Primeiro temos que perguntar se o corte de carne "existe" no país de destino da tradução. Cada cultura extrai a carne dos animais de forma diferente. Por exemplo, até outro dia no Brasil contrafilé era contrafilé e pronto, a peça toda tinha o mesmo nome. Por influência da gastronomia argentina e uruguaia passaram a "existir" nas prateleiras as outras formas de cortar o mesmo músculo e o contrafilé hoje se subdivide em chorizo, bife ancho, bife de tira etc. Na Itália cortam o contrafilé de forma diferente e de uma das pontas sai a bisteca florentina. Nós já aprendemos a tirar do porco o eisbein, mas ainda não é da nossa cultura comercializar o stinco (logo abaixo do joelho), então esse corte, e esse prato, não são conhecidos por aqui. Com a tal da globalização, essa minha pergunta vai perdendo importância rapidamente, mas ainda vale uma olhada de cautela.
Falando em jarrete, como se chamariam em PT os "cortes" do jamón crudo (ES - babilla, contra, maza, caña...)? Punta é ponta, jarrete é, nas duas línguas, o nome de uma parte da anatomia e podemos deixar como está mas, como eu traduzo babilla? Quadríceps femoral? E lá se come algo que tenha um nome desses? Deve ter um gosto horrível.
Se a "coisa" não existe na cultura alvo, não adianta tentar transliterar. Melhor explicar, usando quantas palavras forem necessárias. Stinco = a panturrilha do porco, babilla = a parte da frente da coxa. Pronto, está traduzido, ninguém vai ficar com dúvida.


----------



## El Ajedrecista 999

gato radioso said:


> Tal vez _aguja_, pero tampoco estoy seguro si es exactamente lo mismo o una zona próxima.

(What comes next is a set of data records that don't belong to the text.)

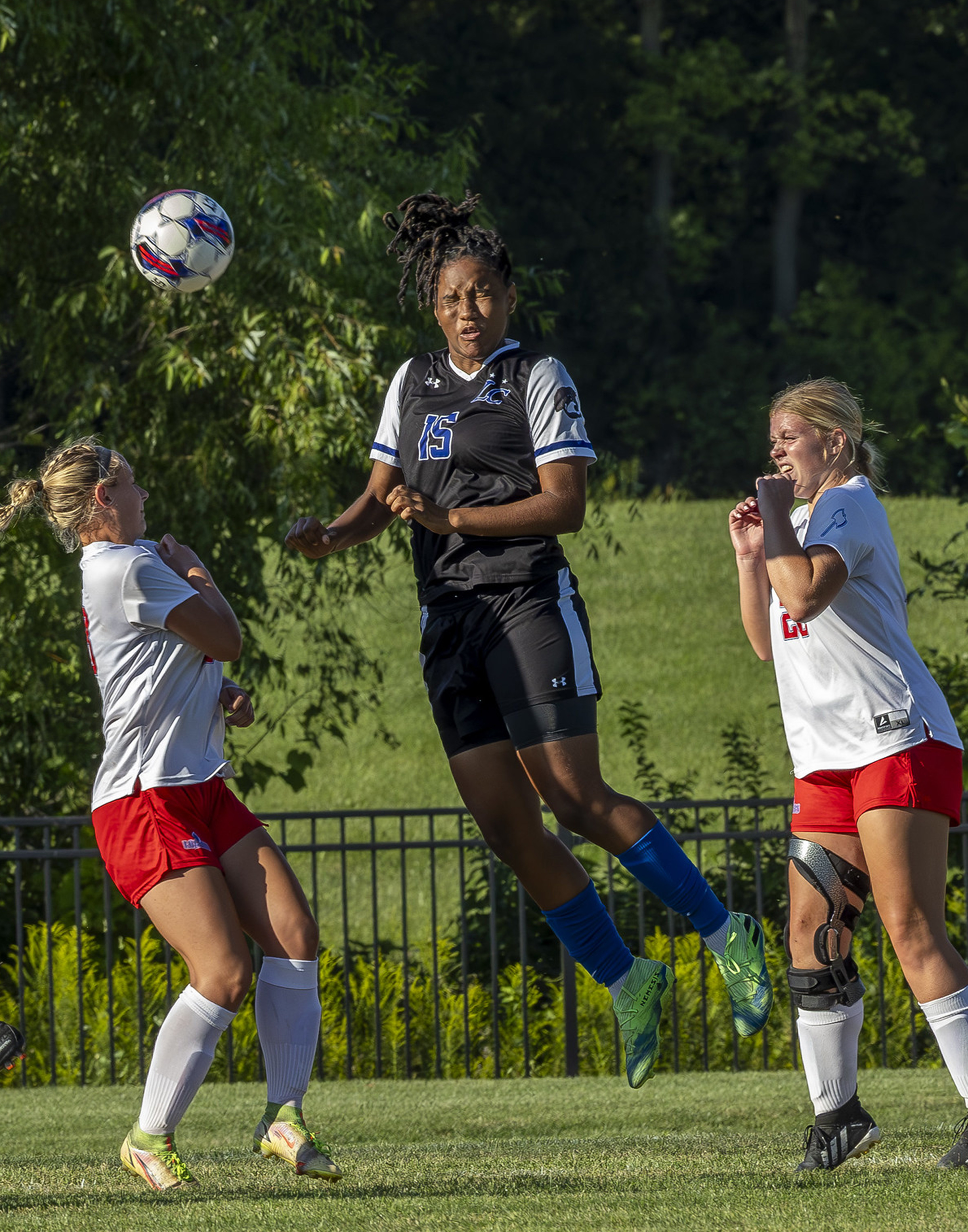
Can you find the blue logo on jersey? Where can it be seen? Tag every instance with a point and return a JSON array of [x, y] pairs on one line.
[[492, 393], [837, 523], [566, 400], [437, 438]]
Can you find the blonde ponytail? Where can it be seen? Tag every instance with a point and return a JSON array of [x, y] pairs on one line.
[[64, 491]]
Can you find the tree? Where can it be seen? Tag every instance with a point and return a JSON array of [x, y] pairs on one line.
[[238, 407]]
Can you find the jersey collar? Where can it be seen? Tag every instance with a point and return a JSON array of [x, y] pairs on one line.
[[508, 345]]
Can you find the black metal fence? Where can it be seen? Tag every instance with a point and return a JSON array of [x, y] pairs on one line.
[[437, 963]]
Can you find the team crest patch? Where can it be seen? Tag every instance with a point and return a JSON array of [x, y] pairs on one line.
[[566, 400], [493, 393]]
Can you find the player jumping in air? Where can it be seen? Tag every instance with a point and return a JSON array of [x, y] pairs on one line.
[[876, 753], [174, 838], [483, 450]]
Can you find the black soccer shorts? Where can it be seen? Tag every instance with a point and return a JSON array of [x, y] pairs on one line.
[[510, 662]]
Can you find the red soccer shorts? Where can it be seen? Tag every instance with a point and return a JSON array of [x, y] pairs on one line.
[[927, 777], [158, 830]]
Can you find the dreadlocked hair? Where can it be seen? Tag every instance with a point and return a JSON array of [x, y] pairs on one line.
[[435, 232]]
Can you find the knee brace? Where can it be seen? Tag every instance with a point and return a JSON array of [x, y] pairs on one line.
[[837, 982]]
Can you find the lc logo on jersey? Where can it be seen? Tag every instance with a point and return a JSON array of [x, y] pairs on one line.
[[493, 393], [437, 438], [792, 629]]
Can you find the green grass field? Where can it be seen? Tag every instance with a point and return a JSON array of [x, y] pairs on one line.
[[693, 1151], [667, 632]]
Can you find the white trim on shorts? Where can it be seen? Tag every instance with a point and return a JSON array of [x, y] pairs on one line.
[[580, 649]]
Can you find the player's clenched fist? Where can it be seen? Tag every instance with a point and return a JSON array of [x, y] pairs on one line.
[[178, 556], [311, 538]]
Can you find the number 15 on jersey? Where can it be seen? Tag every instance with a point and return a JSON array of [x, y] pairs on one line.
[[437, 438]]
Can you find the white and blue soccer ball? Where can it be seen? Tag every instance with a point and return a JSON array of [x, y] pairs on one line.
[[182, 241]]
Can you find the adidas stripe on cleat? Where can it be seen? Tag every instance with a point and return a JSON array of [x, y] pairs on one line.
[[156, 1160], [957, 1157], [743, 968], [829, 1146], [12, 1045], [283, 1134], [638, 1008]]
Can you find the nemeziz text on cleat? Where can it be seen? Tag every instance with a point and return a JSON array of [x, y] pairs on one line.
[[289, 1139], [828, 1146], [743, 968], [638, 1008], [156, 1160], [957, 1157]]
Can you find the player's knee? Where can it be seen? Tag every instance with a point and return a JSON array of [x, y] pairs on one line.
[[301, 937], [818, 988]]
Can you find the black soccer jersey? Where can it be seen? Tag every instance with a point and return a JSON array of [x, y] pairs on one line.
[[478, 439]]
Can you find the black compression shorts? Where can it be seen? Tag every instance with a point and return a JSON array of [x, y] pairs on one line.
[[510, 663]]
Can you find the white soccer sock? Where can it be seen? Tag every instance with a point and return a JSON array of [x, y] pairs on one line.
[[184, 1051], [829, 1054], [947, 1017], [287, 1014]]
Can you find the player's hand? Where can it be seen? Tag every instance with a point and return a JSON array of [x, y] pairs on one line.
[[747, 528], [775, 496], [311, 538], [411, 504], [178, 556], [238, 704]]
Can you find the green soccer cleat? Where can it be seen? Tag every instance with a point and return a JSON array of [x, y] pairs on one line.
[[156, 1160], [743, 968], [283, 1133], [638, 1008]]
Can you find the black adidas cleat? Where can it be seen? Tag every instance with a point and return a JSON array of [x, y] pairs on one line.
[[959, 1155], [12, 1045], [850, 1133]]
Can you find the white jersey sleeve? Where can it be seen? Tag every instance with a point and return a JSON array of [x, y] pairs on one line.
[[151, 591], [387, 443], [841, 522], [555, 414]]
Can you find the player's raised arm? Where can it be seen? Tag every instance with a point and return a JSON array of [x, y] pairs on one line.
[[207, 621], [364, 520], [747, 533]]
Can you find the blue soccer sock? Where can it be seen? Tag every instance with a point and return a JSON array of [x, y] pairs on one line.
[[586, 930], [660, 864]]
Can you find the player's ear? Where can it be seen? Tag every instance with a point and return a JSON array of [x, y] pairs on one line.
[[103, 497]]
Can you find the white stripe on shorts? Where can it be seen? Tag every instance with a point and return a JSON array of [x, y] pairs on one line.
[[580, 650]]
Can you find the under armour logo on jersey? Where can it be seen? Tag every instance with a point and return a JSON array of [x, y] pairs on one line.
[[837, 523], [566, 400], [493, 393]]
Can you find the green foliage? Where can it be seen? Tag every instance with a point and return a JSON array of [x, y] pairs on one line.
[[239, 407], [414, 1030]]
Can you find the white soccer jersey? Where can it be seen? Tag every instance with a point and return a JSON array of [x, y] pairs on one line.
[[162, 719], [853, 688]]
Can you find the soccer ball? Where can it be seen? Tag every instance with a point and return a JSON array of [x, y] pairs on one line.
[[182, 241]]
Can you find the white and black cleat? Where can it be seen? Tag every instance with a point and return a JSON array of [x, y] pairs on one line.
[[844, 1135]]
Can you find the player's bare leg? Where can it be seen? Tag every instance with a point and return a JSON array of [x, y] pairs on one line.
[[193, 910], [568, 775], [907, 853], [275, 914], [504, 804]]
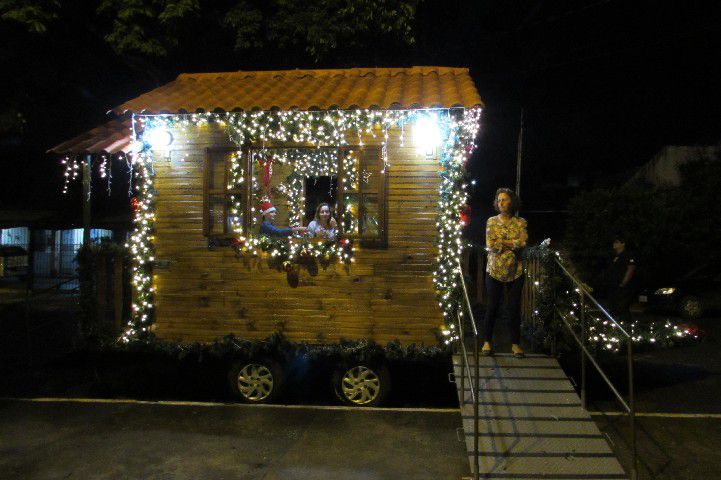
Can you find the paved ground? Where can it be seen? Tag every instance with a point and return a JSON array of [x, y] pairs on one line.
[[131, 441], [670, 448]]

Muchas gracias amigo, el nombre que has citado sirve ahora para poder guiarme y me ha ayudado como siempre.
Saludos.



Ari RT said:


> Creio que aguja seja carne do dianteiro, acém ou peito.
> Primeiro temos que perguntar se o corte de carne "existe" no país de destino da tradução. Cada cultura extrai a carne dos animais de forma diferente. Por exemplo, até outro dia no Brasil contrafilé era contrafilé e pronto, a peça toda tinha o mesmo nome. Por influência da gastronomia argentina e uruguaia passaram a "existir" nas prateleiras as outras formas de cortar o mesmo músculo e o contrafilé hoje se subdivide em chorizo, bife ancho, bife de tira etc. Na Itália cortam o contrafilé de forma diferente e de uma das pontas sai a bisteca florentina. Nós já aprendemos a tirar do porco o eisbein, mas ainda não é da nossa cultura comercializar o stinco (logo abaixo do joelho), então esse corte, e esse prato, não são conhecidos por aqui. Com a tal da globalização, essa minha pergunta vai perdendo importância rapidamente, mas ainda vale uma olhada de cautela.
> Falando em jarrete, como se chamariam em PT os "cortes" do jamón crudo (ES - babilla, contra, maza, caña...)? Punta é ponta, jarrete é, nas duas línguas, o nome de uma parte da anatomia e podemos deixar como está mas, como eu traduzo babilla? Quadríceps femoral? E lá se come algo que tenha um nome desses? Deve ter um gosto horrível.
> Se a "coisa" não existe na cultura alvo, não adianta tentar transliterar. Melhor explicar, usando quantas palavras forem necessárias. Stinco = a panturrilha do porco, babilla = a parte da frente da coxa. Pronto, está traduzido, ninguém vai ficar com dúvida.


Muito obrigado, de fato a sua explicação tocou em um ponto importante, a pluralidade das culturas. Abraços!


----------



## gato radioso

El Ajedrecista 999 said:


> Muchas gracias amigo, el nombre que has citado sirve ahora para poder guiarme y me ha ayudado como siempre.
> Saludos.


----------



## El Ajedrecista 999

😊



gato radioso said:


>


😊


----------